Review: Rosemary and Rue (October Daye #1) by Seanan McGuire

Rosemary and Rue
Rosemary and Rue by Seanan McGuire

My rating: 4 of 5 stars

I read a paper copy of this book when it first came out. I just reread it on audio, during a very long car trip. It was a different experience, and not just because I was listening to Mary Robinette Kowal's narration. This book contains breadcrumbs of clues to later revelations. Also, it was a lot of fun to meet characters who later become a lot more important to Toby.

The first time I read Rosemary and Rue was at a convention. I got through most of it while standing in line for an autograph, with music blaring all around, and people stepping over me. There were a lot of remarks to the effect of, "Must be a good book!" I just nodded, let them see the cover, and kept reading.

The premise of Rosemary and Rue is that October Daye (Toby, to her friends) is a half-fae changeling, who has every reason in the world to avoid her fae heritage. But then a friend is murdered, drawing her back in through a curse that'll kill her if she doesn't find her murderer.

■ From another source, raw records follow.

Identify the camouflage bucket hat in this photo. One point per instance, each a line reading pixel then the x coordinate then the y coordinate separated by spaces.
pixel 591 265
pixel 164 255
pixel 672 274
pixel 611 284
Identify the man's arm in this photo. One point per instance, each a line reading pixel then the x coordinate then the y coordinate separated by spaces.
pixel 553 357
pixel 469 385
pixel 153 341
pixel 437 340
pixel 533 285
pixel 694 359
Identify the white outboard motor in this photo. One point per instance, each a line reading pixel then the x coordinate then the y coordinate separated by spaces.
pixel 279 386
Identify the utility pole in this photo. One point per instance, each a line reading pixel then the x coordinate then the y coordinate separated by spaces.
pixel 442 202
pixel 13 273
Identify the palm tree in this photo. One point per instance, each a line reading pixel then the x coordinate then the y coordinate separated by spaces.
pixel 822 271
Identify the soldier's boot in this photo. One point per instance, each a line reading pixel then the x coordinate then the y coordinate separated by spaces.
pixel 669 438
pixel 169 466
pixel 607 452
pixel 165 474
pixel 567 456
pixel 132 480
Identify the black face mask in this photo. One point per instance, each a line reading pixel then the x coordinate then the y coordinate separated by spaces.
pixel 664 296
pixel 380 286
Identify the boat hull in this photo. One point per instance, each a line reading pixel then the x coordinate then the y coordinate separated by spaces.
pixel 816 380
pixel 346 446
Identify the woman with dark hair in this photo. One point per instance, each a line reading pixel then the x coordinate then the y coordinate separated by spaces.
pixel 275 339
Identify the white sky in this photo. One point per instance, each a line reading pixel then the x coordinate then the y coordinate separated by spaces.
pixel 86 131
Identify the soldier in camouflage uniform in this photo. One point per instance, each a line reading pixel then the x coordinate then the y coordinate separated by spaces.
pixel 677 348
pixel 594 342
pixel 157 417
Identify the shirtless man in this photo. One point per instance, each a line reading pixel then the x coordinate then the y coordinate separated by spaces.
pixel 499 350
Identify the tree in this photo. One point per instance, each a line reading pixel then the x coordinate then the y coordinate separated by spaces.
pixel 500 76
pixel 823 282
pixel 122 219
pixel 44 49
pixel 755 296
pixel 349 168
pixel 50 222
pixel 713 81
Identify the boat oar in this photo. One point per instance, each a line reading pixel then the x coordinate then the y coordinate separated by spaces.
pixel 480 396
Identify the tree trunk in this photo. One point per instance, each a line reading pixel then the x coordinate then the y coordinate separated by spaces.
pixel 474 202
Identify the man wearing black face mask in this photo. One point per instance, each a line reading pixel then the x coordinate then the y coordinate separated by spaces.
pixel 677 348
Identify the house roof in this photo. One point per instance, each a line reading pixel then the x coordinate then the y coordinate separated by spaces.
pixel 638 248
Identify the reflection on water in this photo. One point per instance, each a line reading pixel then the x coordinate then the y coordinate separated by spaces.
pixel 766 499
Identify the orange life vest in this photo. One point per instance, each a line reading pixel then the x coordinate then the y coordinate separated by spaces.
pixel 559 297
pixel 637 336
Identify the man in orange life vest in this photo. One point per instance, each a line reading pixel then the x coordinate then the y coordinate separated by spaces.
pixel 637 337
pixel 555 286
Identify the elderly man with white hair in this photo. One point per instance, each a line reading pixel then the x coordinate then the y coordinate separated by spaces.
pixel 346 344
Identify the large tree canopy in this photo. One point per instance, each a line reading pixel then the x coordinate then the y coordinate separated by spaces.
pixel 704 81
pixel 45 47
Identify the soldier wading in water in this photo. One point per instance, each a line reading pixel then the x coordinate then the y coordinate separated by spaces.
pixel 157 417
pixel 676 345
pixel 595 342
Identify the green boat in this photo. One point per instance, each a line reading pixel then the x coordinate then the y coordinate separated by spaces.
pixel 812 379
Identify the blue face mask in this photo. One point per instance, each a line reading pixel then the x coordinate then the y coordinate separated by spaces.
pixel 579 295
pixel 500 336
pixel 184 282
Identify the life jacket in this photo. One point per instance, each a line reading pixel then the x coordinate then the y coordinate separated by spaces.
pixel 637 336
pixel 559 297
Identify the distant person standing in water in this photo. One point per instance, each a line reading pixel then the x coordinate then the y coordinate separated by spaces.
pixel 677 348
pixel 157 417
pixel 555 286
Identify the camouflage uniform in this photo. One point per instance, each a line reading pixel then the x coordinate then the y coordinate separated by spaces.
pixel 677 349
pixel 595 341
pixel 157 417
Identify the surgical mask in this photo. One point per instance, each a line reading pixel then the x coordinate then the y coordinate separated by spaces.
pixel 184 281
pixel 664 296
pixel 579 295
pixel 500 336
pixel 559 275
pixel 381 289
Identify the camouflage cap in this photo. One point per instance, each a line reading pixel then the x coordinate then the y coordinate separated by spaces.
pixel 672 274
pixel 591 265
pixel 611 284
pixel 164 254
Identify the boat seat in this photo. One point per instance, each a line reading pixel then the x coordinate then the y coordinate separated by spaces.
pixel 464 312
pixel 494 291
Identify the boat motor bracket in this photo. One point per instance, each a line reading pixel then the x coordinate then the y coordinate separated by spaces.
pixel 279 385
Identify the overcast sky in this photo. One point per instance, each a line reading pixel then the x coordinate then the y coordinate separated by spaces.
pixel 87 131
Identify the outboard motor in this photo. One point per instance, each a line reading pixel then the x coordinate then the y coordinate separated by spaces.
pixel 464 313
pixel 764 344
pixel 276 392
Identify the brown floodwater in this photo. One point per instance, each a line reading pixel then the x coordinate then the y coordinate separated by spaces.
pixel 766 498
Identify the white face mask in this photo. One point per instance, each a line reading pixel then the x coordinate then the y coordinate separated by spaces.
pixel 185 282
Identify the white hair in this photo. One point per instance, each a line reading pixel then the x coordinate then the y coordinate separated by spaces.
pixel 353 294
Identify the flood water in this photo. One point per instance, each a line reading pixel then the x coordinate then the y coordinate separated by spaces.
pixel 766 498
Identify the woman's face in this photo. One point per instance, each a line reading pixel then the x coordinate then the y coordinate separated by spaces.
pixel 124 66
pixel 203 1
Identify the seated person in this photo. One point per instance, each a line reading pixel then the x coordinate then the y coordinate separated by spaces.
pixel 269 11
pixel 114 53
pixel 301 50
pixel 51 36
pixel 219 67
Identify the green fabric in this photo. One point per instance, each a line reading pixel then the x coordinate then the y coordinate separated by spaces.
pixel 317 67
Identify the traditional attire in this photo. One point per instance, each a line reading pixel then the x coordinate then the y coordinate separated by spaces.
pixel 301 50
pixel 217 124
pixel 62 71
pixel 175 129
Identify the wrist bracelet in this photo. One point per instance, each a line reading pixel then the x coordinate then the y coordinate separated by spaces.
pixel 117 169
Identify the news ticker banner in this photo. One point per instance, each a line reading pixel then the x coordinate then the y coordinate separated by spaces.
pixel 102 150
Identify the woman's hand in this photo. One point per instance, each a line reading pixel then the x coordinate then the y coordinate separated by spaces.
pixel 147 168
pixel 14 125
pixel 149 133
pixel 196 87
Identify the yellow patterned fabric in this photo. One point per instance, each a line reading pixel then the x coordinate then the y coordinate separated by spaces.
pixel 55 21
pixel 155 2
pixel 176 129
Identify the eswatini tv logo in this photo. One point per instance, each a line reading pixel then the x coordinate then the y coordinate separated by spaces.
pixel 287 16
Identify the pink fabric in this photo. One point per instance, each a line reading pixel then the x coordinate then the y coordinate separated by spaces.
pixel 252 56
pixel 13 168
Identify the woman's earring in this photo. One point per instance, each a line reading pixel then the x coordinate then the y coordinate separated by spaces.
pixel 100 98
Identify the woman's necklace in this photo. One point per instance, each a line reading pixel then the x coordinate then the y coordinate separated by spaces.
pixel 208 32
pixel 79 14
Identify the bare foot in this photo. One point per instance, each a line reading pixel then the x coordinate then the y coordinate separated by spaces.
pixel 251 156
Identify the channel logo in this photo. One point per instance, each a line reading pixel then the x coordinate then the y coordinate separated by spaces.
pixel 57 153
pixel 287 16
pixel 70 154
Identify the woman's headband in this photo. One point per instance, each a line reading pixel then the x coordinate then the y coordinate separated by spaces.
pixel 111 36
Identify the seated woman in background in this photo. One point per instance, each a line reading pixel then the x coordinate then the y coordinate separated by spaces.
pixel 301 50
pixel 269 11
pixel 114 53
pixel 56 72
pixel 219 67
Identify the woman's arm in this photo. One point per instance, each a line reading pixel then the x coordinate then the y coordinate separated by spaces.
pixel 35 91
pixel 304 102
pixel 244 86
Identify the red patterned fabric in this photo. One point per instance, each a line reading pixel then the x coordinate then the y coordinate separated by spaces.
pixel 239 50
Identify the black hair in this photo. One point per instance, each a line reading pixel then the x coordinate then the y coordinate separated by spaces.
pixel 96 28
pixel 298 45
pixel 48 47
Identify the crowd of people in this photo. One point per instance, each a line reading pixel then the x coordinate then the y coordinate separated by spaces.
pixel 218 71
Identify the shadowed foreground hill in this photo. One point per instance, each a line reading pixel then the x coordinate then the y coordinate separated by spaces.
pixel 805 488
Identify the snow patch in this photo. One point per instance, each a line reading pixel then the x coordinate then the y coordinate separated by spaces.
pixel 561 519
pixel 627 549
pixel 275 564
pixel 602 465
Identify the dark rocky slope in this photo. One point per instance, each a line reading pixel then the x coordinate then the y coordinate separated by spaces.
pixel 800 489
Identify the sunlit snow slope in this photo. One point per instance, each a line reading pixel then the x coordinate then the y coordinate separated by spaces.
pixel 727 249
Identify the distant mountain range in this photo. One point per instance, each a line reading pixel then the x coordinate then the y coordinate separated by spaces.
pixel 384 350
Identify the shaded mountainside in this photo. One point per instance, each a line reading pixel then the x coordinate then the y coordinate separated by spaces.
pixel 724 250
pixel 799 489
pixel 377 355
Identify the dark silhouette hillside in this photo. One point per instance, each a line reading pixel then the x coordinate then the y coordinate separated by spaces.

The book is still a good read, even without the sense of urgency to know what happens next. The bad guy is telegraphed fairly early, which didn't bother me the first time I read it, and bothered me even less now.

The most bothersome part of the entire narrative was how often Toby drifts off to sleep, in immensely comforting terms. When it's 4 AM, you're somewhere in Ohio, and your parents are snoring in stereo, it's difficult to listen to how soothing it is to drift off to sleep.

Rereading this book (so to speak) made me see a lot of the reasons why I would declare Seanan McGuire my favorite author with her latest book. This debut shows so many of her strengths, so many of the things I love about her writing. It's still a debut novel, but one set in an intriguing world with a fascinating protagonist.